The man then replied, “It’s just some info I want, but I will come back. …It’s alright man; I will come back.”
  
The supervisor acknowledges the flaws within his department, as he explained that sometimes the buzz door is not fully closed by employees, who just making a quick run in and out of the office, fail to secure the door behind them. Clare suspects this to be how the individual gained entry without being buzzed in or noticed by employees.
  
Clare then retired to his office to check for missing items and noticed that his laptop, which is normally in the carrying bag, was no longer there, neither his son’s PSP hand-held game, which normally rests in the pull-out drawer at his work desk.
   
Most alarming about this incident is that the thief was seen in the building on Friday, May 21, 2010, in the Elections and Boundaries Department, observing and walking around, and each time the individual was approached, he gave the same explanation, “I am a new business owner, and am just trying to get some information.”
  
During the investigation being conducted by the Crimes Investigation Branch, it was learnt that the suspect had visited the building on the day of the theft. About a half-hour before, around 8:30 a.m., he was seen peeking through the glass windows situated on both sides of the buzz door, and whilst leaving, the security guard downstairs approached him, and he responded, “I am just trying to get some information.”
  
A search of the compound found scattered documents and two purses, which were later discovered to be the property of an employee from the top floor of the Agriculture Cooperative Department.
    
Clare also admitted that the incident should have never taken place, especially since this individual was found to be suspicious by employees throughout the different departments, and that it was a “lack of communication between departments” that led to the robbery.
  
This incident, compared to the 2005 robbery which resulted in $14,000 stolen from the Income Tax Department, was less violent.
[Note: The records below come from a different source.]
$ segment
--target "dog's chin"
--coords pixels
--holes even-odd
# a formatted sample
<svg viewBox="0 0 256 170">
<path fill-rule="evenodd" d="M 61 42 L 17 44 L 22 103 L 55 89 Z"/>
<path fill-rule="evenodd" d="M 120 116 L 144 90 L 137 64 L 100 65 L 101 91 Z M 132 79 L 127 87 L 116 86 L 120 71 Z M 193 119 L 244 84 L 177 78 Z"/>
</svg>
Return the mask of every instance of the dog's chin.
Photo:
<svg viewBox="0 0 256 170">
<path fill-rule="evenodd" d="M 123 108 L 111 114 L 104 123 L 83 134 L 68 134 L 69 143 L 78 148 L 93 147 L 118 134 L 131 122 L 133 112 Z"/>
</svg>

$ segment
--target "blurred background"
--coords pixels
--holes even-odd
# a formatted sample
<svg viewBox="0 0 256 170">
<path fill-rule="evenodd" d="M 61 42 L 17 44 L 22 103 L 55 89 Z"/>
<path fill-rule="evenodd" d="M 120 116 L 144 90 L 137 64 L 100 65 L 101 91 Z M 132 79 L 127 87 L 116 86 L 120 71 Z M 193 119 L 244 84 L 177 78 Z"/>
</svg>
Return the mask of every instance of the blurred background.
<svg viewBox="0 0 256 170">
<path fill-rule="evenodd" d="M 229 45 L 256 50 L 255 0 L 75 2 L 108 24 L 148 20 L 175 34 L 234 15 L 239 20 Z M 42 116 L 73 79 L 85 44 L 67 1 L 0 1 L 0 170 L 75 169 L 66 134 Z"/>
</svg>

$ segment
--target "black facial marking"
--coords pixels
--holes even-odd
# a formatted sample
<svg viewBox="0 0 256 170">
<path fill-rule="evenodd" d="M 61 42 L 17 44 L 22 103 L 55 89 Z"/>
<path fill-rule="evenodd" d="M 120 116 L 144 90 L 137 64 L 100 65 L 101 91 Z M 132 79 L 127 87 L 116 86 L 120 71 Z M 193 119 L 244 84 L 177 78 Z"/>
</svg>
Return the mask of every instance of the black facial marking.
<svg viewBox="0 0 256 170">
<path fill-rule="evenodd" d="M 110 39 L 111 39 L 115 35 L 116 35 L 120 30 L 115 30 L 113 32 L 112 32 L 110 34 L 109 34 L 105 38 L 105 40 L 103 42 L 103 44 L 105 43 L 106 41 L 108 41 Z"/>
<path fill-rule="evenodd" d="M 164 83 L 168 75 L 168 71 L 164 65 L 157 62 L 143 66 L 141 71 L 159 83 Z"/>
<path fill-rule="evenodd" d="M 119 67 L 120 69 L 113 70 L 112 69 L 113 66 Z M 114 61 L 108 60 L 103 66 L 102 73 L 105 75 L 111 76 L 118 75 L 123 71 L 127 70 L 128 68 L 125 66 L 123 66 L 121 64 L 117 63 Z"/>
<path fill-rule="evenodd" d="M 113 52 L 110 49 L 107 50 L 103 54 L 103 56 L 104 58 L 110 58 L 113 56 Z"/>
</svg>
On July 15, 2005, employees in the Department were held up at gunpoint in the cashier section after a man walked straight into the back of the staff-only section and walked back out with the money. No one had suspected what was taking place until after the gunman had exited the compound and the employees alerted the security guard.
  
“I am waiting to see what will be done after this. …I mean, in this building alone, we have three major revenue collecting bodies and only one security guard for the entire building,” an employee told us. “The comings and goings of persons in the building need to really be taken seriously. …The security guard in the front serves no purpose because anyone can walk in and out without being documented, and that should not be.”
  
Clare stated, however, that initiatives will be taken to prevent such an occurrence again, which could have easily been a lot more serious.
  
Commissioner for the Income Tax Department, Marilyn Ordonez, commenting on the relevance and efficacy of the security measures in place, said: “I don’t think it is a matter of security. …It was negligence on the part of an employee who failed to close the door.”
  
Ordonez also explained that the building is secured by three unarmed security guards, two of whom are not certified guards, along with cameras at different locations in and out of the building.
  
In this instance, the thief is suspected of hiding the laptop and game in front of the loose clothing that he wore.
  
Commissioner Ordonez insisted that the staff needs to be more vigilant in whom they let in to the office, and to ensure that the doors are always properly secured.